#stratascratch
https://www.youtube.com/watch?v=pE_a5W70Hu8&list=PLqGLh1jt697zXpQy8WyyDr194qoCLNg_0&index=1

Problem Statement: -

Which user flagged the most distinct videos that ended up approved by YouTube? Output, in one column, their full name or names in case of a tie. In the user's full name, include a space between the first and the last name.
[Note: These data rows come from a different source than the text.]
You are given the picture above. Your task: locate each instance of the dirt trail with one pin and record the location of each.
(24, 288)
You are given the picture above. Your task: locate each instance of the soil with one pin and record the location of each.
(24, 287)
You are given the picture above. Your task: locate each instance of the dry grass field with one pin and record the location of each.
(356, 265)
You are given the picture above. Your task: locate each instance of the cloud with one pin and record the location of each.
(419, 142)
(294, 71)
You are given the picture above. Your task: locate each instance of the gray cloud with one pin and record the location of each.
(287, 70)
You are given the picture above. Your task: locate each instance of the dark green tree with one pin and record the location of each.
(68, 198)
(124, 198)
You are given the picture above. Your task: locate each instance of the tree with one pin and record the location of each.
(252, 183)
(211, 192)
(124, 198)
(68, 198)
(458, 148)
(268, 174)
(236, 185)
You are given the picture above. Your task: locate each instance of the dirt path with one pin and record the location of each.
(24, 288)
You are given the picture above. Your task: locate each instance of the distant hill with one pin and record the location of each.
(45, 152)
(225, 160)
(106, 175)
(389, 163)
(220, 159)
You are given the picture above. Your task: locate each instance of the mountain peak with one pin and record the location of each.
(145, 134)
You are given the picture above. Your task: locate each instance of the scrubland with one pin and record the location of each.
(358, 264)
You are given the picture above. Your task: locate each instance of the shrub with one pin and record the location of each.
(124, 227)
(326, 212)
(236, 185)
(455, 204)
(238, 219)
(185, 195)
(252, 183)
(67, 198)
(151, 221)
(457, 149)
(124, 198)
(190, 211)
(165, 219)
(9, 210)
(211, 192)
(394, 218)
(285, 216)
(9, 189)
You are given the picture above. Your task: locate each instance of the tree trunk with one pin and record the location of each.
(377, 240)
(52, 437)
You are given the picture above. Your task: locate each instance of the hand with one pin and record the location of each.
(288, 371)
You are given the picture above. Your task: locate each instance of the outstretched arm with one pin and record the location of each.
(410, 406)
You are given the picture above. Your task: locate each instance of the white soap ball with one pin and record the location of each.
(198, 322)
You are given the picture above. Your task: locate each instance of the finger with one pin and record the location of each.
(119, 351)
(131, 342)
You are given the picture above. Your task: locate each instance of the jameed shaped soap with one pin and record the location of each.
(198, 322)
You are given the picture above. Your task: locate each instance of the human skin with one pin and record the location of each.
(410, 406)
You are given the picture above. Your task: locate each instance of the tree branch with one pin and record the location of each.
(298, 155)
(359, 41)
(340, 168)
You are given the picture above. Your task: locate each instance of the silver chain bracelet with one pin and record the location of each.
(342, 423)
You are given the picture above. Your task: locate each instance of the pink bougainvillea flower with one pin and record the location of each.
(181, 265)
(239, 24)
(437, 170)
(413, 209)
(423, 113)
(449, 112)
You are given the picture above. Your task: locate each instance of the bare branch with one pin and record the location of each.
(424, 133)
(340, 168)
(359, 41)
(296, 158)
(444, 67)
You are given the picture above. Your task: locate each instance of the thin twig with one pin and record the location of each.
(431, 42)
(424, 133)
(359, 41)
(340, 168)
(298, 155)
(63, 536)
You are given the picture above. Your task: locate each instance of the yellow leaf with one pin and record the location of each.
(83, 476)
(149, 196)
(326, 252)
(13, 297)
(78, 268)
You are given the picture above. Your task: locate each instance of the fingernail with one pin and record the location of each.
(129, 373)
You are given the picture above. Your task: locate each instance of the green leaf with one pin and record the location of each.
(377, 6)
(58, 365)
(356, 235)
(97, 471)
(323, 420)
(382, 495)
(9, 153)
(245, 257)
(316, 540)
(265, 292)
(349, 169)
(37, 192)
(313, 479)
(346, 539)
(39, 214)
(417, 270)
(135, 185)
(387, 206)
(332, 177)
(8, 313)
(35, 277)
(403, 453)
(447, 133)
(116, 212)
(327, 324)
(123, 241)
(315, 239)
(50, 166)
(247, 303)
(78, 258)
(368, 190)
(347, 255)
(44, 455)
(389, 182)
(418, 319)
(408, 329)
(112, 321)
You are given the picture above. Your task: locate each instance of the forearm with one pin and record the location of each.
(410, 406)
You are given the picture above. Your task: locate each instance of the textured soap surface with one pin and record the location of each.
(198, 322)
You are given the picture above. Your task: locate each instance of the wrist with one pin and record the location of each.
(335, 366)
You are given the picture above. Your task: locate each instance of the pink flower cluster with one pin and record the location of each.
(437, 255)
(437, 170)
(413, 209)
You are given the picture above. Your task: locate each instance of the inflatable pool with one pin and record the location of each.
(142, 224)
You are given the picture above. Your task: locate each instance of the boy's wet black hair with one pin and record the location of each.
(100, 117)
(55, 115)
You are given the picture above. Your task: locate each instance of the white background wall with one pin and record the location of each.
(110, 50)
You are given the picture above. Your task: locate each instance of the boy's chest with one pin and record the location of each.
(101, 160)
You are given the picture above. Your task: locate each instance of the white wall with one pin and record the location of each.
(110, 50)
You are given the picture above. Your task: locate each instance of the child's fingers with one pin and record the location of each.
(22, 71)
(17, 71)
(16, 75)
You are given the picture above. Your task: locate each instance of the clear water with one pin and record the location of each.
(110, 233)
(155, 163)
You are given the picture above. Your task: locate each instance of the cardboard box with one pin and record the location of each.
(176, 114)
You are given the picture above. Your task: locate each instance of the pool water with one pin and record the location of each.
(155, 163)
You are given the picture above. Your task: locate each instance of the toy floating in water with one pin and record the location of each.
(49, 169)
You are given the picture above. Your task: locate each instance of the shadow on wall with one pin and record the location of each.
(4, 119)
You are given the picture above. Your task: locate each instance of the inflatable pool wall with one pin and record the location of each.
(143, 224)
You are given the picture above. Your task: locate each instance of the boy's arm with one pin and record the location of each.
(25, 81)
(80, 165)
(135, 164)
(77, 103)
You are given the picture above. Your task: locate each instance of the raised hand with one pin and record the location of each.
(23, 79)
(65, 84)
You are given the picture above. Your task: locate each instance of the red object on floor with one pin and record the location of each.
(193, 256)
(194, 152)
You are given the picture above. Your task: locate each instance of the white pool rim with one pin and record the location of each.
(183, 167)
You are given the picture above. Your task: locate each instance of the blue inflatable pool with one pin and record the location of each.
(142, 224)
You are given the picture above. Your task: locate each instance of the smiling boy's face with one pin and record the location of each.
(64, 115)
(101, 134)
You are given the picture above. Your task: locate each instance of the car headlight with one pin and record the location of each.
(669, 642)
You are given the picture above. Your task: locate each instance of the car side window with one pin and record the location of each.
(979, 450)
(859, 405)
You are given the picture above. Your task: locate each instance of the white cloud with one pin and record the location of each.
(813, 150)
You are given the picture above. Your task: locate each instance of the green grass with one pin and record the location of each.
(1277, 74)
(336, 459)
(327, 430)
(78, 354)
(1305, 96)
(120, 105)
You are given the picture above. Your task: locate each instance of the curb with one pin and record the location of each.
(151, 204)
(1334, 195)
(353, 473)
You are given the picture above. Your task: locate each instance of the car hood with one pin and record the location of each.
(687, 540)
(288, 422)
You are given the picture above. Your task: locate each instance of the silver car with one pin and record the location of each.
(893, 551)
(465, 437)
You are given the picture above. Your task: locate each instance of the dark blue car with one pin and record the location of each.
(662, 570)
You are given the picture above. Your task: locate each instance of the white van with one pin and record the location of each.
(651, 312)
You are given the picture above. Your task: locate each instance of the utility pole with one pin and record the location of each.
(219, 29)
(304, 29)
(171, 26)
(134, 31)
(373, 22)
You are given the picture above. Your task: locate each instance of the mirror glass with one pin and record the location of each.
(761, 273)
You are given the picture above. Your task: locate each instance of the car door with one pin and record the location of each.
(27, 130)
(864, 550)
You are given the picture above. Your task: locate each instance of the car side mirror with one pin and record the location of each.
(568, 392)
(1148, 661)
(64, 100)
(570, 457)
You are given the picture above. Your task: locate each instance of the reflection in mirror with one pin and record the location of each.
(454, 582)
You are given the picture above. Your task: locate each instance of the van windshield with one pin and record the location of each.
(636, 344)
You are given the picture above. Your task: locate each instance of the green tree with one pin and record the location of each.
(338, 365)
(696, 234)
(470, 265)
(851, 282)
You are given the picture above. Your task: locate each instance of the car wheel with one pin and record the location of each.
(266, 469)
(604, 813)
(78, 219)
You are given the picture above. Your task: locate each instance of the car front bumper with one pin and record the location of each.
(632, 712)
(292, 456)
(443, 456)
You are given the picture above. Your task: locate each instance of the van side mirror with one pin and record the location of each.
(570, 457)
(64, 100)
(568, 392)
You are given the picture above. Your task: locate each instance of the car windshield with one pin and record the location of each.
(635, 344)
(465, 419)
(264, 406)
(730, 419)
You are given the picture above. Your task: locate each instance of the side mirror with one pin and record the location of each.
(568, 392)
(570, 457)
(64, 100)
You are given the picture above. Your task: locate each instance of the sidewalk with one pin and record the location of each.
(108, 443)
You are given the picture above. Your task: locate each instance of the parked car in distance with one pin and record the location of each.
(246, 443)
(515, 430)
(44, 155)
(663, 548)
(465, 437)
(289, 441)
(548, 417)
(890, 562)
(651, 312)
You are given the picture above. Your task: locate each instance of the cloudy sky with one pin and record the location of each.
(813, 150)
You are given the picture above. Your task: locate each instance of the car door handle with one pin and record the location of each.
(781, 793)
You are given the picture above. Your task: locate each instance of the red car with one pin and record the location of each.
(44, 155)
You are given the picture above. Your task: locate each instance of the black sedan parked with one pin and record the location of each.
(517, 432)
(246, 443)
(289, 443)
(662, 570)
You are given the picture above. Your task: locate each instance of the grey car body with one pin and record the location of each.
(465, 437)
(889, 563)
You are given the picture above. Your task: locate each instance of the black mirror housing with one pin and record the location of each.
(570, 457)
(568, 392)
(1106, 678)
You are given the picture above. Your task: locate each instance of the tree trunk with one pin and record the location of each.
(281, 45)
Pasted image 20241230161446.png

Pasted image 20241230161517.png

Dataframe API Solution: -

concat_ws()
countDistinct()

# Import required PySpark libraries
import pyspark
from pyspark.sql.functions import col, trim, concat_ws, countDistinct, rank
from pyspark.sql.window import Window

# Assume user_flags and flag_review DataFrames are defined
user_flags = user_flags
# user_flags.show()

# Filter approved reviews
aprvd_df = flag_review.filter(
    (col("reviewed_outcome") == "APPROVED") & (col("reviewed_by_yt") == "true")
)
# aprvd_df.show()

# Join DataFrames and clean up user names
df_joined = user_flags.join(
    aprvd_df, user_flags.flag_id == aprvd_df.flag_id, "inner"
).withColumn(
    "user_firstname", trim(col("user_firstname"))
).withColumn(
    "user_lastname", trim(col("user_lastname"))
)
# df_joined.show()

# Create a full name column and drop unnecessary columns
df_final = df_joined \
    .withColumn("Full Name", concat_ws(" ", col("user_firstname"), col("user_lastname"))) \
    .drop("user_firstname", "user_lastname", "reviewed_by_yt")
# df_final.show()

# Aggregate data to count distinct video IDs per user
df_cntd = df_final.groupBy("Full Name").agg(
    countDistinct("video_id").alias("Cnt")
)
# df_cntd.show()

# Apply window function to rank users by count and filter the top user
window = Window.orderBy(col("Cnt").desc())
df_res = df_cntd.withColumn("rank", rank().over(window)).filter(
    col("rank") == 1
).drop("Cnt", "rank")

# Convert result to Pandas DataFrame for final output
df_res.toPandas()